Walking like a Parisian flâneur—flânerie—was like showing off one’s body, clothes, and demeanor. Flânerie came to be a spectator sport for urban Viennese.

Clothing also spoke. The first uncorseted or looser dresses—known as reform dresses—were viewed as primarily functional clothing that was meant to be worn to the spa, during travel, or when engaging in physical activity or labor. Reform dresses did not become fashionable art dresses (Kunstlerkleider) until members of the Wiener Werkstatte and the Vienna Secession started designing garments meant to reflect modernity—though here too the goal was for form to follow function.

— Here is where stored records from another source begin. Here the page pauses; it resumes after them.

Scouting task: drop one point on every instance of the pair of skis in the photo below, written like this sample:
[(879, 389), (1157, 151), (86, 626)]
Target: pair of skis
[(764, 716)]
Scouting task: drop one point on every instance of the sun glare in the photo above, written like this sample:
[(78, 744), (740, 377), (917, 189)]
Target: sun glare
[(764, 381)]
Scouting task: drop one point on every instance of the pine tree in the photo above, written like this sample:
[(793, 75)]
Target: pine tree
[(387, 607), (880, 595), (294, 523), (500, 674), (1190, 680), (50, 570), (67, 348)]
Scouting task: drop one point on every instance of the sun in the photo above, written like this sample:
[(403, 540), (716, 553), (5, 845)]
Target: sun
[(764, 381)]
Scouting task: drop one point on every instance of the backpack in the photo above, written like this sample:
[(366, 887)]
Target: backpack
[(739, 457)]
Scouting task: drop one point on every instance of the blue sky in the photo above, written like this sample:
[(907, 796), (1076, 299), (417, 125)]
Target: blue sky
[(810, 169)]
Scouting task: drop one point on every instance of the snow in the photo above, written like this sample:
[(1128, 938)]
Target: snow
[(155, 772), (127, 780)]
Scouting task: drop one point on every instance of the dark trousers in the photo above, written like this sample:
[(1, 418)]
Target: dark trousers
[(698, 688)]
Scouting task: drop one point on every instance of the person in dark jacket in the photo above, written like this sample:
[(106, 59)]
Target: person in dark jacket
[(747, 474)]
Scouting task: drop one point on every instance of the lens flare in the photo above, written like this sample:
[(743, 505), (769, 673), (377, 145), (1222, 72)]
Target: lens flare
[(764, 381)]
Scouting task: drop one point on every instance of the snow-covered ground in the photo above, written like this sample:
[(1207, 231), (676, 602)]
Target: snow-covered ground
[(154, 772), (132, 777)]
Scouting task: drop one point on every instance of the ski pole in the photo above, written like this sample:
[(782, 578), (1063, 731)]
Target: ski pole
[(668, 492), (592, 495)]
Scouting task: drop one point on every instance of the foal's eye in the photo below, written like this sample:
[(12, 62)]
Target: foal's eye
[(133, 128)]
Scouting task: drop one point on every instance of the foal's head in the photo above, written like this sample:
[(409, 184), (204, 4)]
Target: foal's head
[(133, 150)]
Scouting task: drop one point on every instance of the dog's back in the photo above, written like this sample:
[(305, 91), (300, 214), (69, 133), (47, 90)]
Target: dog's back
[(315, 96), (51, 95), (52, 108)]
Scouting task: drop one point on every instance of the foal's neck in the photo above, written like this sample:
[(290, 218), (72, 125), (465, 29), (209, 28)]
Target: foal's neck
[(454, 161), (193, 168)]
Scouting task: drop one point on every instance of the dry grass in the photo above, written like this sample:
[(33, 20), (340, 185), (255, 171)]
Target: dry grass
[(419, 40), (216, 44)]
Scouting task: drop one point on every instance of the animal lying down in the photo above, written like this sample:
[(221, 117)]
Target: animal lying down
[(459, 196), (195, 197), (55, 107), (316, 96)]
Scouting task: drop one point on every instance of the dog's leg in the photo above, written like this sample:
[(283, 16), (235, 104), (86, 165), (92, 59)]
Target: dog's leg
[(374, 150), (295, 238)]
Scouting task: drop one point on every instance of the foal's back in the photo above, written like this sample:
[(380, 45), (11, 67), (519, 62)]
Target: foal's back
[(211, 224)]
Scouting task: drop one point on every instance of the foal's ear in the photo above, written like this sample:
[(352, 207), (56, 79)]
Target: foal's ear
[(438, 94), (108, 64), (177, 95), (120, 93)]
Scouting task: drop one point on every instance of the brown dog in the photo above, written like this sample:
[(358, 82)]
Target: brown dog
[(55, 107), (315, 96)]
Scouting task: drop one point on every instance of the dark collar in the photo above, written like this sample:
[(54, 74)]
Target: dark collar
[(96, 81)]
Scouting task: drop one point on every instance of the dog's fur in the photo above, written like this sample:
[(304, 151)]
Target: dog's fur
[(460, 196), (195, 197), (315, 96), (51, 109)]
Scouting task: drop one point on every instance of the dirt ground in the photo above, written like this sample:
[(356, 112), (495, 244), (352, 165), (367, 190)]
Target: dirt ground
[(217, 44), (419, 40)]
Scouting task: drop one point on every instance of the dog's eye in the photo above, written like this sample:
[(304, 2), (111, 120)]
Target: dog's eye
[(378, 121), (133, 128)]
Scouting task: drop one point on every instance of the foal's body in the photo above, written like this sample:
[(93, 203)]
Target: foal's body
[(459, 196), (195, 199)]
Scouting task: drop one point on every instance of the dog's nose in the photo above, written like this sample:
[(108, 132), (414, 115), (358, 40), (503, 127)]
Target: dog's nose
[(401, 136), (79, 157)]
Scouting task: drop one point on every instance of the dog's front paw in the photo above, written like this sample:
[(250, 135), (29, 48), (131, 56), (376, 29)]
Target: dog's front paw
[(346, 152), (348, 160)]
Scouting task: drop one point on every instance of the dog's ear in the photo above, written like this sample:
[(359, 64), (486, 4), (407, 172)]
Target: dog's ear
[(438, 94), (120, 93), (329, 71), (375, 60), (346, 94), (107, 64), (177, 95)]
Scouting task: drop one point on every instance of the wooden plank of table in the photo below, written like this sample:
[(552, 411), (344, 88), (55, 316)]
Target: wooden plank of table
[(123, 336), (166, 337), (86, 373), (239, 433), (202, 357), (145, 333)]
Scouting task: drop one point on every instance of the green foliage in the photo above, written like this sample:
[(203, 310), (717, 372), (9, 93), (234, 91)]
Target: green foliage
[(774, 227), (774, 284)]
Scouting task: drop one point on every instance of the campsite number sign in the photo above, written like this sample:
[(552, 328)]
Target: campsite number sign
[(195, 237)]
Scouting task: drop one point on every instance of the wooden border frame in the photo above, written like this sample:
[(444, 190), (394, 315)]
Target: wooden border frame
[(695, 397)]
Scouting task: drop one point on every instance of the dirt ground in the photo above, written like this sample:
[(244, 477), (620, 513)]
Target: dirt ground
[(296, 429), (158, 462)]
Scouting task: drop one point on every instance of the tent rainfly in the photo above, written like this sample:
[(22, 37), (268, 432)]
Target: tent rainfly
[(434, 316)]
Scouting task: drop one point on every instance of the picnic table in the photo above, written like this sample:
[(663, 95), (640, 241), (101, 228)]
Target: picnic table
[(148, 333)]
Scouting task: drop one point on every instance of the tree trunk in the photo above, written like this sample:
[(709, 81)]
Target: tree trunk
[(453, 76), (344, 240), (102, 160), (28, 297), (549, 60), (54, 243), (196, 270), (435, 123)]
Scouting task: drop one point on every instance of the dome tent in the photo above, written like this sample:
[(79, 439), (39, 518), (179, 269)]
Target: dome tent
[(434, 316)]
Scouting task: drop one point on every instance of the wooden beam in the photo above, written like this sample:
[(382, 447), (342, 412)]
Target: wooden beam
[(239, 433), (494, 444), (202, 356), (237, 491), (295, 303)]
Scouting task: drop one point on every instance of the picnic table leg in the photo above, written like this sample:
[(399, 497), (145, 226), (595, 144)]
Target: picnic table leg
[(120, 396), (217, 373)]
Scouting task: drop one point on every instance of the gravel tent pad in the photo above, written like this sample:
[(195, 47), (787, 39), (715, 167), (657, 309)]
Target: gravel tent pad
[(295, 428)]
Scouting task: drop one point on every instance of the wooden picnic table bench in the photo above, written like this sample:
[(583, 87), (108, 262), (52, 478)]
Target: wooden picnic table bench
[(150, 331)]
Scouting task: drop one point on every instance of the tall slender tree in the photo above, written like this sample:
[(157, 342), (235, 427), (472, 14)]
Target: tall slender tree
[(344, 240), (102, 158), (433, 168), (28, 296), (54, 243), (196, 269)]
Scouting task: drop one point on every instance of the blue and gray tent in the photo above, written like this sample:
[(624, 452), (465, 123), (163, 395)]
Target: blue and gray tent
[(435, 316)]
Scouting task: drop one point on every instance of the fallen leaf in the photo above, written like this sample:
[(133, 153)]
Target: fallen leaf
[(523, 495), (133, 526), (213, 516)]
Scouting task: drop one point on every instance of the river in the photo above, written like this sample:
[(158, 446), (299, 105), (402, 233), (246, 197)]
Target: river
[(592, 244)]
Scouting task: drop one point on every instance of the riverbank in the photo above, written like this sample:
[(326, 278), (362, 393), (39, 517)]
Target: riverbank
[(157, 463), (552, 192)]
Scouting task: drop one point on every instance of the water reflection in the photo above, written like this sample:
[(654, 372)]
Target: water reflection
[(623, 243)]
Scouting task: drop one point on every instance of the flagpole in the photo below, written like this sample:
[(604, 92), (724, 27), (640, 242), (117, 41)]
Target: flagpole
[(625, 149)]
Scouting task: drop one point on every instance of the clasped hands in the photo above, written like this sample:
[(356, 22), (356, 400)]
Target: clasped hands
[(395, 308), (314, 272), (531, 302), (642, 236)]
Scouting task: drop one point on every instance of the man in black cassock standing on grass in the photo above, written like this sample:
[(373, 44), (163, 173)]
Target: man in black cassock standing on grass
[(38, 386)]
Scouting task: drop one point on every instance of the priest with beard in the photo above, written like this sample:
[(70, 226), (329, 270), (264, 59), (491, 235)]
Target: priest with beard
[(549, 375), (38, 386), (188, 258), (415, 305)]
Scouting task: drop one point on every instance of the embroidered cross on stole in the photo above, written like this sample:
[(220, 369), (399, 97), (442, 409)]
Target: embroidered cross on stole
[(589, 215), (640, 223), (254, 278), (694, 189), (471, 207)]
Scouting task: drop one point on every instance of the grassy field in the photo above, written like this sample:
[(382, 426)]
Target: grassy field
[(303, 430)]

Gustav Klimt, for example, had been involved in the production of a variety of reform dresses, modeled by the fashion designer Emilie Floge, which were documented in a series of photographs taken in summer 1906 in Litzlberg, on the fashionable Attersee near Salzburg.

Motyl finds evidence of the new womanhood in many spheres of life—from coffee houses to the dance floor and the opera to medical hygiene. But one must wonder how widespread this way of life was. Even though some Viennese were increasingly affluent, at least before August 1914—how many even then could dress appropriately and sip coffee with whipped cream? How many, after a day’s work, could go to a wine cellar or even stand nearby and listen to zither music? My skepticisms arise from the fact that I first encountered Vienna in 1952–1953 when Austria was still occupied by four victors in war, and life was difficult, even for an American equipped with some dollars. Life may have been more comfortable before the Great War when Adolf Hitler, Stalin, Trotsky, the future Marshal Tito, as well as Dr. Sigmund Freud overlapped for a time with Kaiser Franz Joseph and his Archduke Franz Ferdinand.

Later, in 1965, a Viennese professor told me that his son came home from school with this writing assignment: “What did Hitler do for Austria?”

Questions also arise about antisemitism and pro-Nazi sentiments that grew ever stronger in the 1930s. How did they interact with women seeking to do their own thing in the decades before and after Vienna lost its empire?

Of course, Motyl need not address every facet of Austrian life. Her book is a highly original work of serious scholarship with more than one thousand reference notes. Still, one must wonder how Austria’s renowned Gemütlichkeit (cheerfulness) harmonizes with the rise to power of far-right nationalists.